244P - Alternate-day hypofractionated radiotherapy for radical treatment of head & neck cancer during the COVID-19 pandemic: A single institute experience

Background

Managing head and neck squamous cell carcinoma (HNSCC) requires a prolonged course of concurrent chemoradiotherapy and other supportive care measures. Such a multidisciplinary approach was significantly hampered during the emergence of the COVID-19 pandemic which necessitated divergence of health resources towards treating the infected patients thereby compromising cancer care. Therefore, we adopted an alternate-day hypofractionated radiotherapy (ADH RT) schedule, aiming to decrease patients’ hospital visits daily without compromising the oncological outcomes. This study assesses the response and toxicity of the ADH RT schedule in HNSCC patients.

Methods

Retrospective analysis of all histopathologically proven HNSCC patients treated with ADH RT regimen during April – October 2020 in our institute. Hypofractionation dose schedule: 63Gy/21 fractions, 3Gy/fraction was delivered on alternate days without concurrent chemotherapy after patients' consent. Weekly radiation toxicity assessment and post-radiotherapy response assessment by CECT face and neck at 3 and 6 months.

Results

A total of 26 patients were planned for ADH RT. Most (96%) of them were males with a median age of 60 years and ECOG PS ≤2. The most common tumor site was the oropharynx (58%), the stage was IVA (54%) followed by stage IVB (27%). 93% of patients had a history of tobacco smoking. Only 23 patients completed the treatment and were included in the final assessment. Mucositis and dermatitis grade 1, 2 and 3 was observed in 44%, 52%, 4% and 78%, 18%, and 4% patients, respectively. At three months of follow-up, 5 patients were lost to follow-up and 4 patients expired due to COVID/disease-related complications. Complete response (CR) was observed in 10 patients (71.4%) and partial response in 4 patients.

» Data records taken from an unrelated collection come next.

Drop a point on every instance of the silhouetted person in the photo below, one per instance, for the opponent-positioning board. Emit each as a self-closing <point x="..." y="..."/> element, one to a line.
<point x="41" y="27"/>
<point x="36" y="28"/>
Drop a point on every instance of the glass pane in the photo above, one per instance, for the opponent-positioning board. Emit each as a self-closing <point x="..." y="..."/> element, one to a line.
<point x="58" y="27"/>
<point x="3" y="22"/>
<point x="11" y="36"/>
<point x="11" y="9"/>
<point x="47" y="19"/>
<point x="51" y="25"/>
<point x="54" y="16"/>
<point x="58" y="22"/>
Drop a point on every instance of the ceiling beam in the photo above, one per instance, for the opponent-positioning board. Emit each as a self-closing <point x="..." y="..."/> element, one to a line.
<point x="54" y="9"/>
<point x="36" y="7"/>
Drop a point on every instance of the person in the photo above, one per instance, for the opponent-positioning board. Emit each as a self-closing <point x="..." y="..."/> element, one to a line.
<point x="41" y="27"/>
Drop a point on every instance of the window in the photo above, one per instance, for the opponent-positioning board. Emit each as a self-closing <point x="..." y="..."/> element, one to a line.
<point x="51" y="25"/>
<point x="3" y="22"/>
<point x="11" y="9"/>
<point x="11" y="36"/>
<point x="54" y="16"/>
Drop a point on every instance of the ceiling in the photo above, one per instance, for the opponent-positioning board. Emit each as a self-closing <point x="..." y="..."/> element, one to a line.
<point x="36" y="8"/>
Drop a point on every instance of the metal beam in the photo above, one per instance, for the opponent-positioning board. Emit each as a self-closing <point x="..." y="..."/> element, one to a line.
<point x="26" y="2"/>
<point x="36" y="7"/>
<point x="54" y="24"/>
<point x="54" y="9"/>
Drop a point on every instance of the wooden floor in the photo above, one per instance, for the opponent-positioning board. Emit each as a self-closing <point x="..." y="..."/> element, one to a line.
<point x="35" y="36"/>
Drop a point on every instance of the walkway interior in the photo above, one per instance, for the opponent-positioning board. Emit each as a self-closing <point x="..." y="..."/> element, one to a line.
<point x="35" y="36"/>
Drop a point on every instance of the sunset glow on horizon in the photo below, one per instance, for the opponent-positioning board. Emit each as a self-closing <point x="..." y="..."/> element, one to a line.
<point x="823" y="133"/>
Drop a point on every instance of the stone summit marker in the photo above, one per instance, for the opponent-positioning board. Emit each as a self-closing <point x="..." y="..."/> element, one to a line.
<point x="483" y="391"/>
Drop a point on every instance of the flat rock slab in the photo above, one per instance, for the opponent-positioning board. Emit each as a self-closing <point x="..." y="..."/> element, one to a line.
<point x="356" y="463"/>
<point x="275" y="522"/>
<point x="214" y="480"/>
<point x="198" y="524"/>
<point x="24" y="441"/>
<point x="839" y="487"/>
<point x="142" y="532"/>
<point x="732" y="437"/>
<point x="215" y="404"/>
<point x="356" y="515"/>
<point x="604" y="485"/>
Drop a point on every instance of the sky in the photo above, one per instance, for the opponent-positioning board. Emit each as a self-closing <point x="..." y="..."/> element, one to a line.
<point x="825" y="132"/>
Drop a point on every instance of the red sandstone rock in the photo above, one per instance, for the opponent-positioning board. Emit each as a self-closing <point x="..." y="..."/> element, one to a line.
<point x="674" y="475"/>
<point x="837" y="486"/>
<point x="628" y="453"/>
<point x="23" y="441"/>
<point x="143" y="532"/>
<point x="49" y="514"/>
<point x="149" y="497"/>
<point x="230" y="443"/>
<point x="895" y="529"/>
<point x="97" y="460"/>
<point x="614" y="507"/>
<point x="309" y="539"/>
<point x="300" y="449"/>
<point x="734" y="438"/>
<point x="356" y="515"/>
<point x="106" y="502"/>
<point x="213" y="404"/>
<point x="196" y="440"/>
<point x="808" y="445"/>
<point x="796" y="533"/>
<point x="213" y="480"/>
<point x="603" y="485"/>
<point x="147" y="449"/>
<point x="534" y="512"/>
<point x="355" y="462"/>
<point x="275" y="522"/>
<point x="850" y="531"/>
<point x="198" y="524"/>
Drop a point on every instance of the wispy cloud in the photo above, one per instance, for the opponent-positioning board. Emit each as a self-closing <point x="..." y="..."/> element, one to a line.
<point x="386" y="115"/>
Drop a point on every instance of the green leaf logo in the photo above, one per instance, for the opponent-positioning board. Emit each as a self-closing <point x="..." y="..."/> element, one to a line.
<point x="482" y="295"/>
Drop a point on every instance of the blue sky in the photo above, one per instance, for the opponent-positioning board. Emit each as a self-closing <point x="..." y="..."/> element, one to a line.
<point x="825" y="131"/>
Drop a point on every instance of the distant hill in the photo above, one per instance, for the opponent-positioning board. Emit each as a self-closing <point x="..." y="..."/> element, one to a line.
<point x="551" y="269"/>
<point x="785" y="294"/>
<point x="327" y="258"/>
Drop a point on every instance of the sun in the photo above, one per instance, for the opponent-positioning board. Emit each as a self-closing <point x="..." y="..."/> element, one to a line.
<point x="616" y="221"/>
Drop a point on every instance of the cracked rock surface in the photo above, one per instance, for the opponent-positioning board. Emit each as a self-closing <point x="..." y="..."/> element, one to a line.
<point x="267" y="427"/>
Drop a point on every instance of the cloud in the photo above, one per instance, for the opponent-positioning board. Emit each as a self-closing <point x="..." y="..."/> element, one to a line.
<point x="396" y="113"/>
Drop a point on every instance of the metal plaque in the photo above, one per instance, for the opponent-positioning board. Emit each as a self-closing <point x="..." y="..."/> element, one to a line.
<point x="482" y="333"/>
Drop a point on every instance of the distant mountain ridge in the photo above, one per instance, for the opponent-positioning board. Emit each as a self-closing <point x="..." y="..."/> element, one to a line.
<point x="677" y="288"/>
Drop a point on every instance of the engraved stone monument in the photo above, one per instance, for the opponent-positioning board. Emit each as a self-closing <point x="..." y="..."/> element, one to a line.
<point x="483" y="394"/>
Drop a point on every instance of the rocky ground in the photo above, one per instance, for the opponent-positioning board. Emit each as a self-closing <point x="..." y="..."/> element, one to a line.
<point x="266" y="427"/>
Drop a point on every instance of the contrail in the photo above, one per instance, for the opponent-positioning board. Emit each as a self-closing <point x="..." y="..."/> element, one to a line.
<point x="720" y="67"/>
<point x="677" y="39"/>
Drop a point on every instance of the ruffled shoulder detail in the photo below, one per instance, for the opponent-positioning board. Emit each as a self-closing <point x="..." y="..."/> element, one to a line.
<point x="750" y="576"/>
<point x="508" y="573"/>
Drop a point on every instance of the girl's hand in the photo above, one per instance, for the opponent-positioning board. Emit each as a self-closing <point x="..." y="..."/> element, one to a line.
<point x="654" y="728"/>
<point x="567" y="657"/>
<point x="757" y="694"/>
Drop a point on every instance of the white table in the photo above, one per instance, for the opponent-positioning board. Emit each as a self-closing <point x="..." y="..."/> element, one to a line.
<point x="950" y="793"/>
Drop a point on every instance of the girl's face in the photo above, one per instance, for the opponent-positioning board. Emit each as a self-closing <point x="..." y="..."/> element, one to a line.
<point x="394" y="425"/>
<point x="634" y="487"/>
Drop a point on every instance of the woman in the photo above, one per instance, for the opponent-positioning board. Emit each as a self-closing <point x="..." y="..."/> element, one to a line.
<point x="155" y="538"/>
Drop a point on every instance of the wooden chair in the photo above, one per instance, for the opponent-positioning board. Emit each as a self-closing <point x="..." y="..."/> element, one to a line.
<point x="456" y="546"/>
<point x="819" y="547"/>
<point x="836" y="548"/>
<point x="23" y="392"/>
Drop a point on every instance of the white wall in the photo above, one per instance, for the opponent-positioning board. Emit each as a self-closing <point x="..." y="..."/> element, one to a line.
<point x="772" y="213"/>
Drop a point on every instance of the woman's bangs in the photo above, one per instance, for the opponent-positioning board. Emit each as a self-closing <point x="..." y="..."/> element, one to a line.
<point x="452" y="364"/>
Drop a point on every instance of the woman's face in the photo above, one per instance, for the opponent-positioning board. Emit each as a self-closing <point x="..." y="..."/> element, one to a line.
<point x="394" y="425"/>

At 6 months, CR was observed in 7 (64.5%) patients.

Conclusions

Most of the patients were able to tolerate and complete treatment. At analysis, around half of the patients either expired or were lost to follow-up which is the major limitation of this study. Among the available patients, a good response was observed. The practical applicability of this regimen needs to be tested further with a larger sample size and longer follow-up.

Clinical trial identification

Editorial acknowledgement

Legal entity responsible for the study

The authors.

Funding

Has not received any funding.

Disclosure

All authors have declared no conflicts of interest.